L’Effetto Dunning-Kruger
I motivi di tutto questo li sanno da tempo due signori che insegnano alla Cornell University, e che si chiamano David Dunning e Justin Kruger. Hanno elaborato niente di meno che l’Effetto Dunning-Kruger. Si tratta di una distorsione cognitiva a causa della quale individui inesperti tendono a sopravvalutarsi, giudicando a torto le proprie abilità come superiori alle media. Lo chiamano effetto perché non si può considerare certamente una teoria. Ma perché tutti si sopravvalutano e pensano che le loro poesie possano piacere, i loro discorsi possano toccarci il cuore, mentre noi siamo in imbarazzo per loro? La risposta potremmo trovarla nelle pagine di William Thomas, un sociologo della scuola di Chicago, che nel lontano 1928 elaborò «il teorema di Thomas». Che dice: «Se gli uomini definiscono reali le situazioni esse saranno reali nelle loro conseguenze». Se sono su un palcoscenico e parlo, tutto questo è reale, e io sono un oratore, o un retore. Se pubblico poesie sul web e tutti mi applaudono, sono un poeta laureato. Se tutto questo è reale, come dice il teorema di Thomas, le conseguenze saranno reali. E la realtà è ormai questa: avremo milioni di poeti e di scrittori di testi emotivi intensi e potenti, ma nessuno sarà più capace di spiegare Montale alla nonna. E sarebbe questa la cosa più importante.
Un diluvio di versi
Solo a volerci provare ci si perde. Ho provato a immaginare di essere un poeta della domenica, e ho cercato informazioni su come pubblicare i miei versi, anche soltanto online. È stato un diluvio. Siti, concorsi letterari, pubblicazioni cartacee a pagamento, blogger che si offrono di farsi intermediari. Un mondo sommerso impressionante.
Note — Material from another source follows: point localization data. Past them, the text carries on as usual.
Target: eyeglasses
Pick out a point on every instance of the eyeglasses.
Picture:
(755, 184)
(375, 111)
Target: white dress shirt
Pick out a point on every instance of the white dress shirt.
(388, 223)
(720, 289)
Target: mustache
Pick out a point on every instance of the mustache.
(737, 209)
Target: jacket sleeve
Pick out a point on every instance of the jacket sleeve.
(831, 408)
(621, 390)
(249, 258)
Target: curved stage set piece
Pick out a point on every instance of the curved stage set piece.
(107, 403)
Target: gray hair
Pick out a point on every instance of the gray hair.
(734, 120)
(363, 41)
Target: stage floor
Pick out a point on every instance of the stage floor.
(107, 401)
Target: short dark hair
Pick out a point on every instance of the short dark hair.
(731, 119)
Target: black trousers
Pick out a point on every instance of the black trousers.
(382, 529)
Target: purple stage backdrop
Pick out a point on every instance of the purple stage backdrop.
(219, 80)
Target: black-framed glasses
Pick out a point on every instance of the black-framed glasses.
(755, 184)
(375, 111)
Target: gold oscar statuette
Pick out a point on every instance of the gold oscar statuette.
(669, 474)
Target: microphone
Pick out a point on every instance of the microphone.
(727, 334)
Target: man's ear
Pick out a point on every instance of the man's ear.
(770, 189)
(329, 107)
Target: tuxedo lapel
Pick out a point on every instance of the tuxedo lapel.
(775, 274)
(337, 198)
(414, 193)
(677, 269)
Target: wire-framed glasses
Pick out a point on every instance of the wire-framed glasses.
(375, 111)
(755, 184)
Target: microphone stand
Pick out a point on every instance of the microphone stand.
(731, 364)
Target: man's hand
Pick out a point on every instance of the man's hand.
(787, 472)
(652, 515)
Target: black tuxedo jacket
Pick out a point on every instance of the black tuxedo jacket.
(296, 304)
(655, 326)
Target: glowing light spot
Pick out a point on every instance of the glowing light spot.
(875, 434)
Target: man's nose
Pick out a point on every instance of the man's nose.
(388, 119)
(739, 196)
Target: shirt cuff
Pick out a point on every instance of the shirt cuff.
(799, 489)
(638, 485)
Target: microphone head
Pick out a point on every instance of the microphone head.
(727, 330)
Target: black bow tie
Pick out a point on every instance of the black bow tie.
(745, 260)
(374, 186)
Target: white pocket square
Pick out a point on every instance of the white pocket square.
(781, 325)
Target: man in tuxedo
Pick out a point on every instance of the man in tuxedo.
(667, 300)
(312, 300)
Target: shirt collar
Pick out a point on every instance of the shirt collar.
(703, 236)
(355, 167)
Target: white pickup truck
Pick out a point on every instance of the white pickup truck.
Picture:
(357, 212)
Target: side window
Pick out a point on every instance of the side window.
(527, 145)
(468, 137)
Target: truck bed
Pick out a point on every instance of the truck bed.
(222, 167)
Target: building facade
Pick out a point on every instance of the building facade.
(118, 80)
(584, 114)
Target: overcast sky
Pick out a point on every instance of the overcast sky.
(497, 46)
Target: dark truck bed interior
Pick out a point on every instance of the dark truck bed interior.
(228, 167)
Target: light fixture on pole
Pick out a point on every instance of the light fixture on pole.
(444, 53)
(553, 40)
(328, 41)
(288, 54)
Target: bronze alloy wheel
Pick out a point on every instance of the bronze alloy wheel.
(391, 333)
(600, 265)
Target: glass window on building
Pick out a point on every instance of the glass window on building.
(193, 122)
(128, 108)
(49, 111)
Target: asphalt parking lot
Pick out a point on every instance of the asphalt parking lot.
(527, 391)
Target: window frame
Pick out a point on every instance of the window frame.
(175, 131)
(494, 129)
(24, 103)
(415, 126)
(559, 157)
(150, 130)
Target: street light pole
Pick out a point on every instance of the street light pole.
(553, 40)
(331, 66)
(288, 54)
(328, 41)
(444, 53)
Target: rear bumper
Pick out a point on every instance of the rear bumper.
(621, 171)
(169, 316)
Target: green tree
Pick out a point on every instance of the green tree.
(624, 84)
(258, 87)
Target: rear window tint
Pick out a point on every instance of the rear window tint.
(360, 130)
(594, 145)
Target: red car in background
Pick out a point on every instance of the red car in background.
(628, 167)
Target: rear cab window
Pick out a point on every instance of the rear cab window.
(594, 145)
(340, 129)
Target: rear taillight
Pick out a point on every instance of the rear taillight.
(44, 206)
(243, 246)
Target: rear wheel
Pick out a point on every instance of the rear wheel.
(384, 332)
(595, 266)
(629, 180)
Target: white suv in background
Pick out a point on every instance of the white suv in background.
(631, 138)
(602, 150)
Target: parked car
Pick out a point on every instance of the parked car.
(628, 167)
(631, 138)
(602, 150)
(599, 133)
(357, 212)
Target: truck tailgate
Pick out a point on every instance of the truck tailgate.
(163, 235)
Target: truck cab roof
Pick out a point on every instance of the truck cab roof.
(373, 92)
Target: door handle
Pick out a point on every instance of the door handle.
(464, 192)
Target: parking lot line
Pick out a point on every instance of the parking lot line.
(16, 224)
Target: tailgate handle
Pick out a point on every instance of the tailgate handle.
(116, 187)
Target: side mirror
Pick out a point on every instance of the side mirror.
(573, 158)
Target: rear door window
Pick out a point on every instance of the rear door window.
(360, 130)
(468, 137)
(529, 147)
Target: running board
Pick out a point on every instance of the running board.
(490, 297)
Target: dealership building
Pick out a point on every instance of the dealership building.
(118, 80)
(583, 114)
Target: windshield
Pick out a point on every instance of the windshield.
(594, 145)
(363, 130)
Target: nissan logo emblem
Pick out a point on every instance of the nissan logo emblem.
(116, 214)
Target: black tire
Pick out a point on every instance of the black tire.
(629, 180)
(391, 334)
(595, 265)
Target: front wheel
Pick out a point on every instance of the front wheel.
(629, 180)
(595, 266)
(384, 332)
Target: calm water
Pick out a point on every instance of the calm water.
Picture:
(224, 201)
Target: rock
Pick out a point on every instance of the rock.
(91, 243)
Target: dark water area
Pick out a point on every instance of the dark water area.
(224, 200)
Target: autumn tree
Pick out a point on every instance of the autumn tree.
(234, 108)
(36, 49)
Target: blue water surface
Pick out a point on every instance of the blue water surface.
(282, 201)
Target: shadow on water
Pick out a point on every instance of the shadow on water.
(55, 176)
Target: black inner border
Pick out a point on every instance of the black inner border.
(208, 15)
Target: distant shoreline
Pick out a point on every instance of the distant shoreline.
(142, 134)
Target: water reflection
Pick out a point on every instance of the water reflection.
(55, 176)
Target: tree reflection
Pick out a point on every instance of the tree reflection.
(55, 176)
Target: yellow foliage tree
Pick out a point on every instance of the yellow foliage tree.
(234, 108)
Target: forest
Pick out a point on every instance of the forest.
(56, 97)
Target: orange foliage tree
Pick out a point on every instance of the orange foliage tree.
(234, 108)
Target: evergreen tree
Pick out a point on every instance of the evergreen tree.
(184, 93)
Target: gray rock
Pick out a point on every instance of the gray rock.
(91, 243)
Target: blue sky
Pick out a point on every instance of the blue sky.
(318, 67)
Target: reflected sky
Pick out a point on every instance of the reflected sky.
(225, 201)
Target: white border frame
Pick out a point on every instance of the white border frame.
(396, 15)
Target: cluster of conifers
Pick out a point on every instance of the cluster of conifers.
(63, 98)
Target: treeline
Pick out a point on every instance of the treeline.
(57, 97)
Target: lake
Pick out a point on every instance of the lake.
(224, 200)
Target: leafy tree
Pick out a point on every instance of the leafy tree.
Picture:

Ci sono persino quelli che offrono prefazioni toccanti (forse dei monologhi, chi può dirlo), a raccolte di versi, editing a prezzi convenienti, e in un caso ho trovato persino chi propone copertine «professionali, con lettering e immagini di qualità». Tutto è, guarda che caso, a pagamento, Ma un piccolo sacrificio per la gloria poetica andrà pur fatto. Per quel che vale non lo consiglierei a nessuno. Mai pagare: si apre un piccolo blog e i versi si pubblicano senza spendere nulla. Può bastare. E non è detto che il talento, quando c’è, non possa essere scoperto anche in questo modo.